I keep my armpit hair in check, but I don't shave or wax my arms and legs as I'm not a metrosexual.


----------



## Permanent Pajamas

Where do people get all this time to shave their entire body constantly?

WTH happened to the human race? Does anyone just live anymore, or is it all about appearances now? People seem to spend hours bathing, putting on make-up, doing hair, SHAVING, dressing, touching up.

It's nuts. :wtf


----------



## TheTruthIsOutThere

why do we need girls validation for what we do with our bodies?


----------



## thebadshepard

typemismatch said:


> I guess it's all about which girls prefer: potatoes or gorillas.


hahaha
jajajaja


----------



## Permanent Pajamas

The OP asked for opinions. He got what he asked for.


----------



## MobiusX

I just did it recently myself, my arms legs, except I didn't shave it, I trimmed it using philips norelco bodygroomer, it took long as hell


----------



## komorikun

Elad said:


> Honestly unless you're fairly jacked then shaven arms might look odd, it'd be hard to pull it off being skinny and pale as opposed to having some muscle tone and a light tan.
> 
> On the armpit thing, I don't shave them I just trim it short like once a week. Feels good and clean. Razor shaving would be inviting ingrown hairs and razor burn.. fu that.

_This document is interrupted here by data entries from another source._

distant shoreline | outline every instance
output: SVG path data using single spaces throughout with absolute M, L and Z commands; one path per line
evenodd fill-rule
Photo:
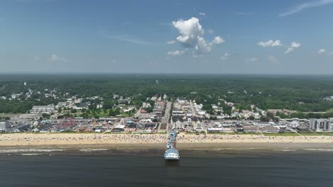
M 0 150 L 6 149 L 161 149 L 166 147 L 165 134 L 0 134 Z M 218 149 L 333 149 L 332 136 L 263 136 L 179 134 L 179 150 Z

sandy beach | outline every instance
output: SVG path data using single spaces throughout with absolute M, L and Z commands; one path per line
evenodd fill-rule
M 68 147 L 152 148 L 166 147 L 167 135 L 18 133 L 0 134 L 0 147 L 65 146 Z M 188 135 L 177 137 L 179 149 L 208 148 L 333 148 L 332 136 L 264 136 L 237 135 Z

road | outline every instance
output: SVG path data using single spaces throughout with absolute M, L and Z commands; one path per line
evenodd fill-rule
M 165 108 L 165 112 L 164 112 L 164 115 L 163 116 L 163 118 L 161 120 L 161 124 L 165 123 L 168 124 L 169 123 L 169 118 L 170 118 L 170 110 L 171 108 L 171 102 L 167 102 L 166 103 L 166 106 Z M 160 130 L 159 128 L 161 125 L 159 126 L 158 132 L 166 132 L 168 130 L 168 128 L 166 128 L 166 130 Z M 166 125 L 166 127 L 169 127 L 169 125 Z

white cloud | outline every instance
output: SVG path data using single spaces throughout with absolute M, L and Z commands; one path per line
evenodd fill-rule
M 312 7 L 324 6 L 328 4 L 333 3 L 333 0 L 316 0 L 312 1 L 307 3 L 300 4 L 295 6 L 293 8 L 289 11 L 282 13 L 279 14 L 279 16 L 286 16 L 289 15 L 294 14 L 304 9 L 307 9 Z
M 208 34 L 213 34 L 214 33 L 214 30 L 213 29 L 208 29 L 207 30 L 207 33 L 208 33 Z
M 126 35 L 115 35 L 112 37 L 112 38 L 117 39 L 120 40 L 123 40 L 129 42 L 132 42 L 132 43 L 136 43 L 136 44 L 142 44 L 142 45 L 153 45 L 153 43 L 141 40 L 137 40 L 137 39 L 133 39 L 129 36 Z
M 205 30 L 196 18 L 172 21 L 172 24 L 181 34 L 176 40 L 186 49 L 194 48 L 194 55 L 196 56 L 210 52 L 213 46 L 224 42 L 221 36 L 216 36 L 211 42 L 207 42 L 204 38 Z
M 285 54 L 290 53 L 295 50 L 295 49 L 298 48 L 301 46 L 300 43 L 292 42 L 290 45 L 288 47 L 287 50 L 285 52 Z
M 176 41 L 175 40 L 170 40 L 170 41 L 167 41 L 166 43 L 166 44 L 174 44 L 174 43 L 176 43 Z
M 280 40 L 273 41 L 273 40 L 270 40 L 267 42 L 259 42 L 258 45 L 262 46 L 263 47 L 275 47 L 275 46 L 281 46 L 282 45 L 281 41 Z
M 224 55 L 220 57 L 223 61 L 226 61 L 229 58 L 230 55 L 228 52 L 225 52 Z
M 168 52 L 168 55 L 172 56 L 172 57 L 176 57 L 176 56 L 180 56 L 183 55 L 185 52 L 184 50 L 176 50 L 176 51 L 169 51 Z
M 273 56 L 268 55 L 267 56 L 267 60 L 274 64 L 279 62 L 279 60 Z
M 221 36 L 216 36 L 214 38 L 214 39 L 213 39 L 213 40 L 211 40 L 211 42 L 210 42 L 210 45 L 218 45 L 218 44 L 221 44 L 223 42 L 224 42 L 224 39 L 222 38 L 222 37 Z
M 318 51 L 318 54 L 323 54 L 323 53 L 325 53 L 326 52 L 326 50 L 325 49 L 320 49 L 319 51 Z
M 36 61 L 36 62 L 41 61 L 41 58 L 39 57 L 35 56 L 35 57 L 33 57 L 33 59 L 34 61 Z
M 48 61 L 50 62 L 66 62 L 68 60 L 63 57 L 58 57 L 57 55 L 53 54 L 51 56 L 51 57 L 48 58 Z
M 245 62 L 257 62 L 259 60 L 258 58 L 250 58 L 250 59 L 247 59 L 245 60 Z

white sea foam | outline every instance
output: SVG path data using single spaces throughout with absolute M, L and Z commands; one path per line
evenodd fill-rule
M 97 151 L 107 151 L 109 149 L 81 149 L 80 152 L 97 152 Z
M 314 152 L 333 152 L 332 149 L 303 149 L 306 151 L 314 151 Z

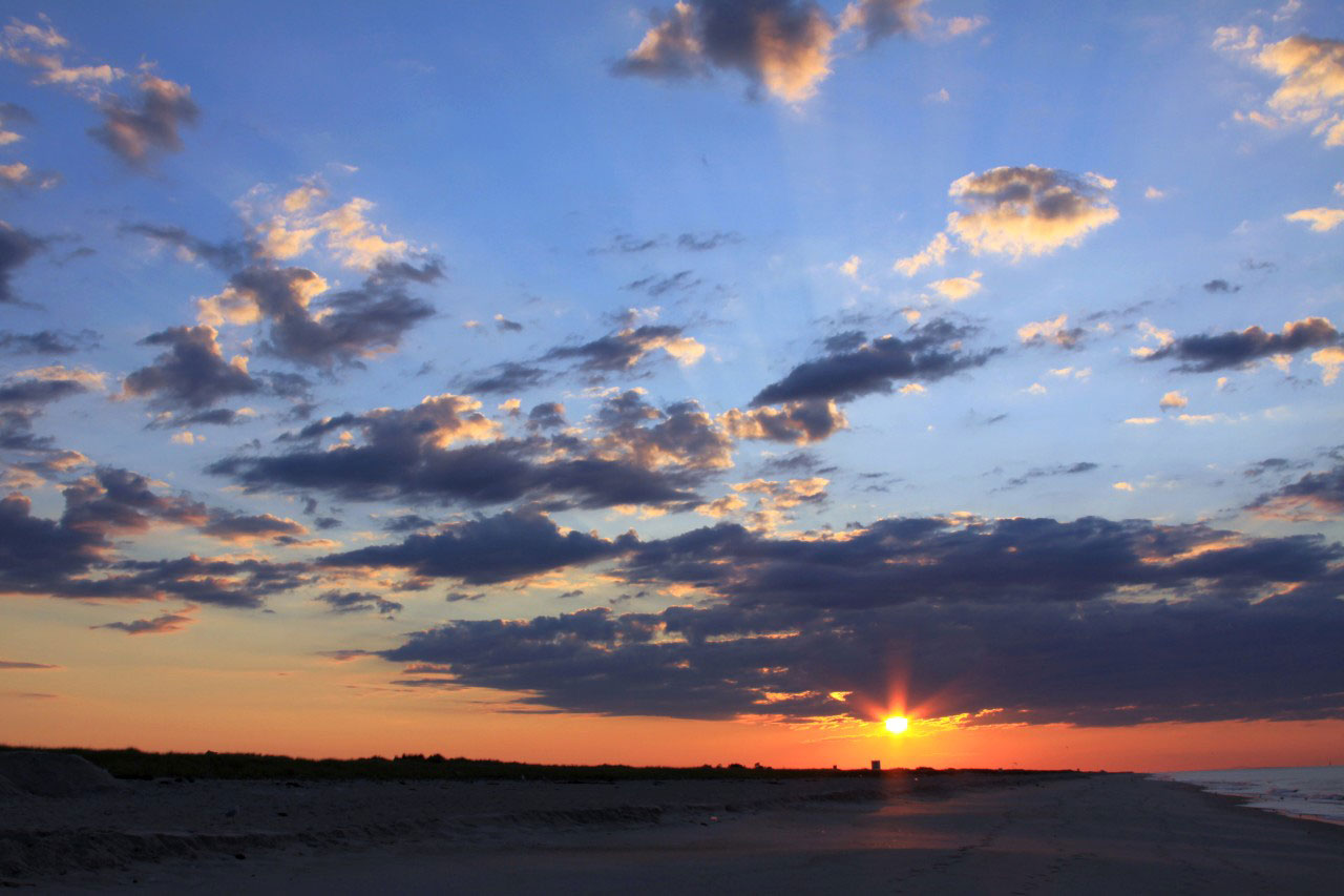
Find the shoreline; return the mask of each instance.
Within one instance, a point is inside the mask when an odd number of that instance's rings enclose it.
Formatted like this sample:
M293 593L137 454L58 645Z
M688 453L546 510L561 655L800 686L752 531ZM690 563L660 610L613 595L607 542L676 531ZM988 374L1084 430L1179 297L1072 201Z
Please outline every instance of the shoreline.
M48 799L30 834L138 842L141 858L157 861L103 853L102 868L5 876L52 893L195 896L441 892L445 880L504 895L833 892L884 881L910 893L1102 896L1328 892L1344 870L1344 827L1242 811L1238 798L1141 775L892 776L848 791L836 783L136 782ZM239 798L251 802L220 813ZM242 841L230 831L259 834L263 813L280 837L235 857ZM276 830L281 823L289 827ZM172 830L198 841L179 852ZM0 857L13 854L15 837L0 833Z

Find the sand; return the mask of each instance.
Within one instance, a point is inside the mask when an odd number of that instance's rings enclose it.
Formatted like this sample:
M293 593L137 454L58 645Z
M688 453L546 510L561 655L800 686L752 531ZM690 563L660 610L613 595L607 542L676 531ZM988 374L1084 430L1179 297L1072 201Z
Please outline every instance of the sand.
M292 783L293 784L293 783ZM50 893L1327 893L1344 827L1136 775L129 782L0 796Z

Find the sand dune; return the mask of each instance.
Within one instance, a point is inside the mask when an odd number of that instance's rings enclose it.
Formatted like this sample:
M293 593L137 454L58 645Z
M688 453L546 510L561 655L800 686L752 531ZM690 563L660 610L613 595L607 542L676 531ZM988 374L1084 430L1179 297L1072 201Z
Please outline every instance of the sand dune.
M1344 827L1133 775L136 782L0 800L3 874L52 893L1321 893L1344 874Z

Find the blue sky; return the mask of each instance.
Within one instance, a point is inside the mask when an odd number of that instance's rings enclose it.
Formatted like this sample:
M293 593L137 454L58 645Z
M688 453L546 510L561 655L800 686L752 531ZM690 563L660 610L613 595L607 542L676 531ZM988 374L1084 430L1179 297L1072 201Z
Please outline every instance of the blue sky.
M11 15L20 739L1339 724L1337 7Z

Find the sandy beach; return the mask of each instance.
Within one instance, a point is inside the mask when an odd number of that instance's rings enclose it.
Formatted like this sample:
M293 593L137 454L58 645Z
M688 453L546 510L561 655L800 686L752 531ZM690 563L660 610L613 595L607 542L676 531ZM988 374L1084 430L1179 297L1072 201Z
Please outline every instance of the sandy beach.
M0 809L0 877L50 893L1324 893L1344 874L1344 827L1124 774L164 780Z

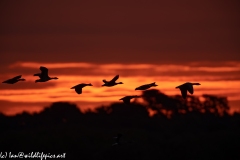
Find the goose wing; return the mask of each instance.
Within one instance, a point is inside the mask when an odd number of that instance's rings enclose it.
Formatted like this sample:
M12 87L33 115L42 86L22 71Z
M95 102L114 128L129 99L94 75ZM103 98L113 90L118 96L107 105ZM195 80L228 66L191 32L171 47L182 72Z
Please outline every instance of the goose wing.
M106 81L106 79L103 80L104 83L108 83L108 81Z
M44 76L48 76L48 69L44 66L41 66L40 67L40 70L41 70L41 74L44 75Z
M130 98L125 98L125 99L123 99L123 102L124 102L125 104L130 104Z
M110 82L115 82L119 78L119 75L116 75Z
M180 88L180 90L181 90L182 97L184 99L186 99L186 97L187 97L187 90L185 88Z
M145 89L148 89L149 88L149 84L144 84L144 85L141 85L139 87L137 87L135 90L145 90Z
M75 91L77 94L81 94L82 93L82 88L81 87L75 87Z
M12 80L17 80L17 79L20 79L22 77L22 75L18 75L16 77L13 77Z
M186 88L187 88L189 93L193 94L194 90L193 90L193 85L192 84L188 84Z

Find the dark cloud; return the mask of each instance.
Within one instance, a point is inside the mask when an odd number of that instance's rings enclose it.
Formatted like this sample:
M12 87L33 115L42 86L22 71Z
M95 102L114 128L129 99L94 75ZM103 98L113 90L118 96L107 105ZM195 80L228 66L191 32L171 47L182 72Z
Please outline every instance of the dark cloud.
M1 61L240 60L238 6L233 0L2 1Z

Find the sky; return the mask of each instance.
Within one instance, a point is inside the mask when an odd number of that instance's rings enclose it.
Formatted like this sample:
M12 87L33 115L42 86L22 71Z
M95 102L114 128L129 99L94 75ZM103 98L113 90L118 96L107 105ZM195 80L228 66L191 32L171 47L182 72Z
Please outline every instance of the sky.
M81 109L118 102L142 84L161 92L199 82L194 95L227 96L240 109L240 2L237 0L2 0L0 112L40 111L55 101ZM34 83L39 67L58 80ZM119 74L124 84L101 87ZM77 95L70 88L92 83Z

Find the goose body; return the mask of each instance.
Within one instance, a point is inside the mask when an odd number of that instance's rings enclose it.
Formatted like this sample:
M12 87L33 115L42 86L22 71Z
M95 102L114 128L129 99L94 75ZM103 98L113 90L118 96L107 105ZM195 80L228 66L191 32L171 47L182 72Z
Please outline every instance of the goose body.
M14 84L14 83L17 83L18 81L25 81L25 79L21 78L21 77L22 77L22 75L19 75L19 76L13 77L11 79L8 79L6 81L3 81L2 83Z
M91 83L89 83L89 84L81 83L76 86L73 86L71 89L75 89L77 94L82 94L82 89L83 89L83 87L86 87L86 86L92 86L92 84Z
M201 84L186 82L184 84L181 84L180 86L177 86L176 88L180 89L182 97L185 99L187 97L187 92L189 92L190 94L194 93L193 85L201 85Z
M115 143L112 144L112 146L115 146L115 145L120 145L120 139L122 137L122 134L119 133L116 137L113 137L115 139Z
M112 80L107 81L107 80L103 80L104 84L102 86L107 86L107 87L112 87L115 86L117 84L123 84L122 82L116 82L117 79L119 78L119 75L116 75Z
M135 90L146 90L146 89L149 89L149 88L151 88L151 87L156 87L156 86L158 86L158 85L156 84L156 82L153 82L153 83L141 85L141 86L135 88Z
M48 76L48 69L46 67L41 66L39 68L41 73L36 73L33 76L38 76L40 79L37 79L35 82L47 82L52 79L58 79L57 77L49 77Z
M119 99L119 100L122 100L123 103L125 103L125 104L130 104L131 99L133 99L133 98L138 98L138 97L140 97L140 96L137 96L137 95L134 95L134 96L125 96L125 97L123 97L123 98L121 98L121 99Z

The armpit is not really sensitive. I've never had much of any irritation there. And it's a very small area, so only takes a minute shave both pits.


----------



## McKealty

little toaster said:


> Yeah. That's the root of a lot of problems here.


I'd say people making judgments upon others is a greater problem than "gender roles".


----------



## Soilwork

The only part of my body I'm shaving is my face and neck. If you don't like it then too bad.


----------



## Barette

Oh I would definitely prefer for a man to have body hair. Absolutely. The more possible to braid the better, IMO. I like that difference between men and women.


----------



## KelsKels

Turn off, definitely. Although really hairy guys arent attractive either. I guess it just depends?


----------



## Implicate

arnie said:


>


Khal Drogo can do no wrong!


----------



## arnie

Barette said:


> Oh I would definitely prefer for a man to have body hair. Absolutely. The more possible to braid the better, IMO. I like that difference between men and women.


I'm too sexy for my hair:


----------



## Elad

komorikun said:


> The armpit is not really sensitive. I've never had much of any irritation there. And it's a very small area, so only takes a minute shave both pits.


I'm still scared, the idea of getting some razor burn on there would suck too much and arnt guys more prone to ingrown hairs? probably wrong.


----------



## Barette

arnie said:


> I'm too sexy for my hair:


He does have 4 sets of thumbs. I can only imagine good things to come from that. Jane Goodall had the right idea.


----------



## Permanent Pajamas

Honestly, men who shave their bodies want to be women.


----------



## AllToAll

Permanent Pajamas said:


> Honestly, men who shave their bodies want to be women.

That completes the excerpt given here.